I suppose that the question is actually if there is a way to log when CGI (using ActivePerl) goes bad under NT. Correct? I guess this is another "it depends" question.

To the best of my (limited) knowledge, this is much more of a webserver issue than it is an OS issue. Since IIS is somewhat tied up to NT (and vice-versa), consider the following:
  • IIS The webserver spawns the process, which gobles memory, CPU, the machine crawls to a halt, and before the script can timeout, or write a bad line to the error logs, the server is dead. Sounds familiar? I've never found a way around it, except for:
  • Apache Acording to the documentation it runs as "experimental" on the NT boxes, but it kicks IIS but when it comes to respecting the process it spawned. Instead of using up all of the servers' CPU and memory, it will promptly timeout the process, and return a 500 to the browser (after a while). Since we are on the webserver comparison issue, may I also note that Apache on NT implements SSI correctly, and not that sorry excuse for server-side includes that MS named SSINC.DLL

Bottom line? There's probably some way to do it with IIS, but I'd drop it in favor of a better webserver if possible. If it isn't possible, there must be some way to shorten the timeout period by tweaking the registry or something of the sort. I prefered not to go there. Trying to implement this from within the CGI sounds even more troublesome. If you're going to open each and every script, you might as well track down the faulty one and remove the infinite loop.

My US$0.02.

#!/home/bbq/bin/perl
# Trust no1!

Replies are listed 'Best First'.
Re: (bbq) Re: tracking files
by clintp (Curate) on Dec 03, 2000 at 23:08 UTC
    I'd like to add some support to this. We're developing a rather hairy application under IIS. Essentially, it's a 15-year-old single-user DOS application that we're web-enabling. We're mucking around in this ancient code to put XML interfaces everywhere to its API so we can get to its internal structures. Perl is the glue binding all of this together.

    Progress is slow, and failures tend to be spectacular as doing CGI and XML processing in C is No Fun (tm).

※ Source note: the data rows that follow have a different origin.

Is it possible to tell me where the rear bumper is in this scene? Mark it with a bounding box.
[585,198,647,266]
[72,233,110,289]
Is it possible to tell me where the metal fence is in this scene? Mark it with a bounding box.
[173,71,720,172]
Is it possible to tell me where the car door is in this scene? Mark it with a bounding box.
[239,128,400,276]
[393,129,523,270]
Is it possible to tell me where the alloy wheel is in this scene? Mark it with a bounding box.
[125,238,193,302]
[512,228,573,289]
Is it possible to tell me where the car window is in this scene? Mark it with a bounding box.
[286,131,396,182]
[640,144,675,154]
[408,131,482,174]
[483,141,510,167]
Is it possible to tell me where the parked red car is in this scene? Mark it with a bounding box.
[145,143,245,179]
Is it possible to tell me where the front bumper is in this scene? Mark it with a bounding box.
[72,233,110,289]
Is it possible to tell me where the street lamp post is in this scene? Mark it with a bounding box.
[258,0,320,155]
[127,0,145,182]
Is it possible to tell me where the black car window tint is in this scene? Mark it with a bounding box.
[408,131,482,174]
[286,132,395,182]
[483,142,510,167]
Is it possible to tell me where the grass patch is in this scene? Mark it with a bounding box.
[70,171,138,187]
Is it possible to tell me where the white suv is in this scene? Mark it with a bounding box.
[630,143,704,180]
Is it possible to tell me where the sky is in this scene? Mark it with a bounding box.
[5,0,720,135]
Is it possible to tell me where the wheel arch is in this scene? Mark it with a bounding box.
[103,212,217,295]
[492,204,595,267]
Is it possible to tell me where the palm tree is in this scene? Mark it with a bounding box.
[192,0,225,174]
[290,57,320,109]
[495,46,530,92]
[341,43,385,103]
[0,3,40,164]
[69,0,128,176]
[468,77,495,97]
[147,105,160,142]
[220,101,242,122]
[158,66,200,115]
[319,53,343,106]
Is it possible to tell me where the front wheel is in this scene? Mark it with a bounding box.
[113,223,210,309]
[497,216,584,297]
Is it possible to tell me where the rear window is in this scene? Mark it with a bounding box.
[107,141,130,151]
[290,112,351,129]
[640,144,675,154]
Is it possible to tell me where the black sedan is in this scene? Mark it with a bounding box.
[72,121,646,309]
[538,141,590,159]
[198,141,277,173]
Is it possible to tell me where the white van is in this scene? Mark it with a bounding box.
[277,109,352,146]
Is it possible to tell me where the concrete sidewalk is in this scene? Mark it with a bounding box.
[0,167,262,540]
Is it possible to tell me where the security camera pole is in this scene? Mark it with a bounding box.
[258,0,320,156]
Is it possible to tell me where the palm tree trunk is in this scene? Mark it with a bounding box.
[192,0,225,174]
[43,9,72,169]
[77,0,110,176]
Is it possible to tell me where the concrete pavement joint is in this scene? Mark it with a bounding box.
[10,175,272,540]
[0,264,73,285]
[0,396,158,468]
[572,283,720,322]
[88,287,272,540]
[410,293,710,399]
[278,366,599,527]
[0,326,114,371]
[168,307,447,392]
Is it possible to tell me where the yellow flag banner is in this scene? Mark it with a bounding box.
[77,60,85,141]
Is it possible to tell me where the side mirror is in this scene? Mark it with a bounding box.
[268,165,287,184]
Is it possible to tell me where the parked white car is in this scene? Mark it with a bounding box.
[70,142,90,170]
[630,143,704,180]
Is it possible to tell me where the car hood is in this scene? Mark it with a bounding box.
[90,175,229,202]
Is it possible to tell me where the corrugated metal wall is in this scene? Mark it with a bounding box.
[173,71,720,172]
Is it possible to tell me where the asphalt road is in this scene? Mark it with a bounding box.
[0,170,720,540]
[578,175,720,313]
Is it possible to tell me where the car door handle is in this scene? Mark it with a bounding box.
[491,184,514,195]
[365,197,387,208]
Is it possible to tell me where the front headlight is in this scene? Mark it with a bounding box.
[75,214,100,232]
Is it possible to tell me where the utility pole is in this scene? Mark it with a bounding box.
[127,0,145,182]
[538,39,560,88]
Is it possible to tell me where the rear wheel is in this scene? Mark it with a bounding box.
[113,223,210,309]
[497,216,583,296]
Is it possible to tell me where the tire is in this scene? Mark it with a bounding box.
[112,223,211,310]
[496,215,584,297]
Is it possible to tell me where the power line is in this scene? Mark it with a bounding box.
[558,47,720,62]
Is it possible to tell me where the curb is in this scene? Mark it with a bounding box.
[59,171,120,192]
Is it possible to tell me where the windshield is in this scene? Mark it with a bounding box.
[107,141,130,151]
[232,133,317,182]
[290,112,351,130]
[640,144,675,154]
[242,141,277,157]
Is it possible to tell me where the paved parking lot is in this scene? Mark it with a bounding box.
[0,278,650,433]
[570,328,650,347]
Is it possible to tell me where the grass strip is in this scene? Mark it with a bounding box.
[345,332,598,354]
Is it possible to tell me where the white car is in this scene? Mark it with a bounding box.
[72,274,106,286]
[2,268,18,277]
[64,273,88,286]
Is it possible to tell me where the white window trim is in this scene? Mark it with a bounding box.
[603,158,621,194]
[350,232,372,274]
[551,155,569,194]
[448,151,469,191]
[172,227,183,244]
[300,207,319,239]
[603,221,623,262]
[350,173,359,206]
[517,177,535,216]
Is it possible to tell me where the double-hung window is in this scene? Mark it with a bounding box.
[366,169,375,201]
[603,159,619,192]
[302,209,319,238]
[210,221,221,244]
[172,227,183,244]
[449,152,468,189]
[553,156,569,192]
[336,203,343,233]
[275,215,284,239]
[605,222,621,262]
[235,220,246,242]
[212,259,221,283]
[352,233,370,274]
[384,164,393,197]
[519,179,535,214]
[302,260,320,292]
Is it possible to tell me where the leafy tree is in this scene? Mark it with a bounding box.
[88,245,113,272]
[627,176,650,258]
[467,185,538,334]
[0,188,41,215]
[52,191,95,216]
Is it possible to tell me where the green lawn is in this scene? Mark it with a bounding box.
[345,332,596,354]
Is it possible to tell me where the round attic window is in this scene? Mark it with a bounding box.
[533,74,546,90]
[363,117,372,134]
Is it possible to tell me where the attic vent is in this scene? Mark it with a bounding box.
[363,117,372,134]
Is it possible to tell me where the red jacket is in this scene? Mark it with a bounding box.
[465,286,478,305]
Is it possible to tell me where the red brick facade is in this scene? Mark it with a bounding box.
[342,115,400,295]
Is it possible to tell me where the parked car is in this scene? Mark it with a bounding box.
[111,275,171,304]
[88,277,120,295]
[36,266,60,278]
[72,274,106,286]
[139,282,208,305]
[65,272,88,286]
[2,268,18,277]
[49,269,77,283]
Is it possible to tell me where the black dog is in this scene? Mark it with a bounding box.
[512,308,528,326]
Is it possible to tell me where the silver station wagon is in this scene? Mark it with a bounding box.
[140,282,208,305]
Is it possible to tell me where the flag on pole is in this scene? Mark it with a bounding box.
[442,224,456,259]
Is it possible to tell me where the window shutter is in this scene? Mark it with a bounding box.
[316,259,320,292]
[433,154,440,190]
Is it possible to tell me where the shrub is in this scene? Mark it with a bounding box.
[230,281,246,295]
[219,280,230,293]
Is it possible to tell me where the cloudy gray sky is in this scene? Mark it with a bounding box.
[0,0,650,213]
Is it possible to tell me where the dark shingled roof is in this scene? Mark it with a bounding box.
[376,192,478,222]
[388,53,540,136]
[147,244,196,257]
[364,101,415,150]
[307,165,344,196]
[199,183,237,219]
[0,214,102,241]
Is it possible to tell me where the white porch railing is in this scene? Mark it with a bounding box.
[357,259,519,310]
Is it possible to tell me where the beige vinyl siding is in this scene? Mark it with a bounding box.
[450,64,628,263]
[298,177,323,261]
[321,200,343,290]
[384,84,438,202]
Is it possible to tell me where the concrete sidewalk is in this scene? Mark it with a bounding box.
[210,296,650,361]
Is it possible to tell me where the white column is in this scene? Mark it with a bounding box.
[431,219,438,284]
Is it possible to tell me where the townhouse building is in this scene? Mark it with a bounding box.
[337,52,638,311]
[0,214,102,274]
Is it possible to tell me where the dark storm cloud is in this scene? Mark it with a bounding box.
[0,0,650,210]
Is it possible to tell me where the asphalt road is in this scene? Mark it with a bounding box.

    Sometimes the backend throws an "APPLICATION ERROR" (segfaults), sometimes it just...spins off and never quite stops running, sometimes it just stops. All of these cause IIS to have hissy fits and the development machines have to be rebooted completely to get rid of the rogue processes.

    We've discovered that it's FAR easier to fire up Apache in a command-window as a development environment and then port to the IIS system for testing. We wind up with better code (portability!) and since Apache is a user process, its children can all be killed with the process monitor. Things go awry, we simply click in Apache's window, ^C, wait and restart it. If things bugger up completely, we kill Apache and then hunt down the errant process and kill it with the process monitor.

Re: (bbq) Re: tracking files
by rrwo (Friar) on Dec 04, 2000 at 18:55 UTC

    There is a way to do it with IIS. You need to configure the application to run under the IWAM rather than IUSR account but telling it to run as a separate process. If it crashes it will not take down the rest of the server.

    You can use the MetaBase editor (downloadable from Microsoft's web site... do a search for "MetaEdit" in the knowledge base) to configure the number of times it will be restarted in the AppOopRecoverLimit key when it crashes (default is 5... set it to something much higher if you'd like).

    That said, take a closer look at your scripts. I find scripts which use GD or which use DBI with a large LongRealLen value are more crash prone. Also, scripts which use DBI and do not properly finish statement handles are also crash prone, especially if the SQL query sorts large amounts of data.